No dia em que escrevo, a maior parte da imprensa europeia não tem chamadas de primeira página para a guerra de agressão russa na Ucrânia. Os jornais que lhe fazem referência na capa, fazem-no em pequenos quadrados, em lugar secundário. E não era porque não tivesse acontecido nada: nas páginas interiores, havia notícias de mais bombardeamentos, e de uma viagem da presidente da Comissão Europeia a Kiev. Mas em França, as manchetes falavam da reforma das pensões, em Espanha, das relações com Marrocos, e em Portugal, do palco da JMJ. Se um dia os nossos netos nos perguntarem o que nos inquietava quando uma parte da Europa estava a ser devastada pela guerra, teremos de responder: um palco em Lisboa.

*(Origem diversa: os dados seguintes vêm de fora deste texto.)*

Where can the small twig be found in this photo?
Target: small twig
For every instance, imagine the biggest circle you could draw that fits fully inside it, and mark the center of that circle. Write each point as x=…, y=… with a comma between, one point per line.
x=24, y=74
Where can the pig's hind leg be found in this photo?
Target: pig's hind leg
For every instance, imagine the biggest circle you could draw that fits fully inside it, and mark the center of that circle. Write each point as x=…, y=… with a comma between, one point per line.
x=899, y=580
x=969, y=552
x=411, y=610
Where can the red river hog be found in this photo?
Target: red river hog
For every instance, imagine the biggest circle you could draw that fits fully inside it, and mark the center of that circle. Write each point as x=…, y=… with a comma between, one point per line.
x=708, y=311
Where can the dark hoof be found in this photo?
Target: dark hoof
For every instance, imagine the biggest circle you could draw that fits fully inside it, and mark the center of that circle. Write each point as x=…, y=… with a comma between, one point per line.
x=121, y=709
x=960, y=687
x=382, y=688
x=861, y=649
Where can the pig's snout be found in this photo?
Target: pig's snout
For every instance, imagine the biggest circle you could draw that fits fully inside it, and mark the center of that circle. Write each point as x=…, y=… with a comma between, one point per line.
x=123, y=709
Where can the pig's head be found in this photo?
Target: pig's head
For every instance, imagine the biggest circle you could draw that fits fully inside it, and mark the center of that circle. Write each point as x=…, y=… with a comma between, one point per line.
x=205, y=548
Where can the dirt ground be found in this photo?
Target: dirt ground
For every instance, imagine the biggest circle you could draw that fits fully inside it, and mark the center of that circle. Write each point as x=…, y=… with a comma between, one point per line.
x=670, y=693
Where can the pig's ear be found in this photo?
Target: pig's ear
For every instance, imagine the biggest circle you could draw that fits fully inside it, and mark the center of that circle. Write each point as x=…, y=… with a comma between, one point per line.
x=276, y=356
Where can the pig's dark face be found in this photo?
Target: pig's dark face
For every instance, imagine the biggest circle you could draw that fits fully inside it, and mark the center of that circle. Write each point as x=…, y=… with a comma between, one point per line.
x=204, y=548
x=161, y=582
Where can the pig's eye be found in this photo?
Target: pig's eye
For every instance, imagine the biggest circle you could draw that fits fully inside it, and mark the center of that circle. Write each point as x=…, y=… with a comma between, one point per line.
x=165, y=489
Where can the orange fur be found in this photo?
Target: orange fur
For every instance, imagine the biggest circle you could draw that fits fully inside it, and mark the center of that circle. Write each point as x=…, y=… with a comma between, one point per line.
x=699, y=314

Eu próprio, nestas colunas semanais, não escrevo sobre o tema há quatro meses. E no entanto, a invasão russa da Ucrânia é a maior guerra na Europa desde o fim da II Guerra Mundial, sem esquecer as guerras de partilha da Jugoslávia na década de 1990. Há um ano, quando Putin concentrou tropas à volta da Ucrânia, ninguém acreditou que uma guerra seria possível. E quando começou, ninguém teria acreditado que um ano depois a guerra, ainda em curso, pudesse alguma vez passar para a segunda linha da actualidade noticiosa.

O nosso mundo, afinal, não acabou. Nada, do que nos disseram que ia acontecer, aconteceu. A Ucrânia não se desmanchou imediatamente sob a agressão russa. As sanções económicas ocidentais não destruíram a ditadura de Putin. Os cortes de fornecimento de gás russo não fazem tremer a Europa ocidental. Os refugiados foram absorvidos, a inflação está a descer. A guerra é na Europa, mas por vezes parece decorrer numa daquelas paragens remotas onde os conflitos militares são endémicos. Anos de ausência de conflito em terra europeia quase nos fizeram acreditar que uma guerra tão perto de casa, para não dizer dentro de casa, e envolvendo quase todas as grandes potências, directa ou indirectamente, seria insuportável. Mas afinal, não. Afinal, vive-se bem a guerra.